ああ今涙できっとぐちゃぐちゃで、冷たい何かが喉を通る。
「わかんないのは、あたしだよっ…」
「なあ、こっち向いて」
「い、いや」
「キスしたいんだけど」
「い、いや!」
「100歩譲って抱きしめていい?」
「だ、め…!」
拒絶のための涙は止まり、背中に感じる温もりでびくりと大きく反応する。
「だめだ、って、言ったのに……」
次に溢れた涙は、何のためのものか。
「なあ、俺、本気だよ?」
だから、だから……。

  
ギリギリのシチュエーションに萌える。





118.唄

「唄って不思議だよねぇ」
「何だ唐突に」
「子守唄みたいに眠くなる唄もある」
「ああ」
「んで、ロックみたいに叩き起こされるようなのもあるでしょ」
「まぁそうだな」
「うんうん」
「で?」
「で?って?」
「だからどうした」
「どうもしないよ」
彼は脱力して少女を見た。
少女は今流行のポップスを、大声で楽しそうに歌った。

  
唄というのはどっちかというと邦楽を差すらしいですがまあいいか。





119.じっとしてて!

「じっとしてて!」
「……何。」
「まばたきもしちゃ駄目!」
「そりゃ無理なお願いだな」
「いいからー!!」
「そもそも何でだよ」
「いや、あんたのまつげをちょっと見たかったのよ。うっわぁ長ー」
俺は瞬時にむっとして、高速で動きまくってやる。
「やー、もう、じっとしてて!ってば!」

  
男の子の方がまつげ長い人多い気がします。





120.先輩

「先輩。肩凝ってません?」
いたずらをするような笑顔で、とある1年ボーズが俺に言った。
「ん?いや、別に」
「ちょっと触らせてください、あ、凝ってる。俺揉みます」
「いやいいよ、今日は」
「やらせて下さい」
「…? ま、いいけど。珍しいな、あんまり俺様を敬わない後輩君にしては?」
「何言ってるんですか。

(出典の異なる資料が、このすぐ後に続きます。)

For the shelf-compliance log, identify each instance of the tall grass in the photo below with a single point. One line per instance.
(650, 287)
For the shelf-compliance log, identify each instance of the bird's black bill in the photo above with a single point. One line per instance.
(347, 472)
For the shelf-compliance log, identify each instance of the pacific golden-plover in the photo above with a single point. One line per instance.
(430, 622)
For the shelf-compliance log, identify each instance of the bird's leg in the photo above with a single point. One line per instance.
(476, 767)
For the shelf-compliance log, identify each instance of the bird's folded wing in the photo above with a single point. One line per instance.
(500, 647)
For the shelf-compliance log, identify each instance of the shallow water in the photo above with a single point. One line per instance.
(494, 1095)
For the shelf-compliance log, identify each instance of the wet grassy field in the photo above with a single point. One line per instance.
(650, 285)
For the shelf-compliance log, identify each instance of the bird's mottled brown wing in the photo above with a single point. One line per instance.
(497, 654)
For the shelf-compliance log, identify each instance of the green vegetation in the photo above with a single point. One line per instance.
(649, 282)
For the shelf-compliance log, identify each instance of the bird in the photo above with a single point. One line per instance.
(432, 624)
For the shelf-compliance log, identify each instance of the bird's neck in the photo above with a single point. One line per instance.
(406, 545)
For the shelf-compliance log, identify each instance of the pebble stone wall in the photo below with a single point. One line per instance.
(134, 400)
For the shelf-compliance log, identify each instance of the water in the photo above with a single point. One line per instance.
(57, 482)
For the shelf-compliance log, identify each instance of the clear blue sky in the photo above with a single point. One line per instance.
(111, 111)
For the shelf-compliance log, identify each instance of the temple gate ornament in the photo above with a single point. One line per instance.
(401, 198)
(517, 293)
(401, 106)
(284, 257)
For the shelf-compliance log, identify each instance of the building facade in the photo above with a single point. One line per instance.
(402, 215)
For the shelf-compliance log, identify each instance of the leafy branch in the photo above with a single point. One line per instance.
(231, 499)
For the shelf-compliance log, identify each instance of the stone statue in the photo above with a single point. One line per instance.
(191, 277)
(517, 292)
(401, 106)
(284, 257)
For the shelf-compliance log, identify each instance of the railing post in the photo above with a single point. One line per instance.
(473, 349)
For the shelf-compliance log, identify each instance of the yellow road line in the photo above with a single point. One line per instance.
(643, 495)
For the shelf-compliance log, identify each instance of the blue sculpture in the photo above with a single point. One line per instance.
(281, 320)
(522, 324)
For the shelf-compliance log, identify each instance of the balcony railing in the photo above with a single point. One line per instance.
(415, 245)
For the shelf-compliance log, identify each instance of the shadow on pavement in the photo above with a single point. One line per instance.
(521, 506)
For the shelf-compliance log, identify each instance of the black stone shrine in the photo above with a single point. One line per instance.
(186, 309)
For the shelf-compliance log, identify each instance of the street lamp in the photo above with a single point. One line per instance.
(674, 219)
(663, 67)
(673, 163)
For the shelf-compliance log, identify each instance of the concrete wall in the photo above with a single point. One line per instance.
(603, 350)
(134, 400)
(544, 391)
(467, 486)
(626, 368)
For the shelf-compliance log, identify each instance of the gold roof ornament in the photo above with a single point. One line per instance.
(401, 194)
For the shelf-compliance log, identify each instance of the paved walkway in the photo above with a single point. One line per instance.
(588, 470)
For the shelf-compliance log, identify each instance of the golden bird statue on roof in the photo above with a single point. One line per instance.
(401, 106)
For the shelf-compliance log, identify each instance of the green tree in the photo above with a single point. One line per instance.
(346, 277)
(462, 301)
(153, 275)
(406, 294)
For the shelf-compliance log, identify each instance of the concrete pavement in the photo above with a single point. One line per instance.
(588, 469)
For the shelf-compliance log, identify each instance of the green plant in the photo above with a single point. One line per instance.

敬ってますよ」
「そうか? あー、結構気持ちいー」
完全にリラックスした俺は眠気に誘われた。
しかし、その直後。
「〇#$дЩ◆@!!???」
服と背中の間に落とされた、妙にしっとりとしてそれでいてちくちくとするこれは…。
「…おい?」
「すみませんすみません、罰ゲームで先輩の背中に蛙入れて来いって…!」
「誰だ!んな妙な命令したヤツは……!!先輩だからって…反抗しやがれ!!」
おもちゃの蛙を何とか取り出し投げつけて返す。
しかし後輩が言ったのは、3年生のキャプテンの名前。
「…そりゃー、俺も逆らえねーや…」
2年生の俺は、小さく溜息を吐くことしかできなかった。

  
先輩後輩の関係って大好きなんです。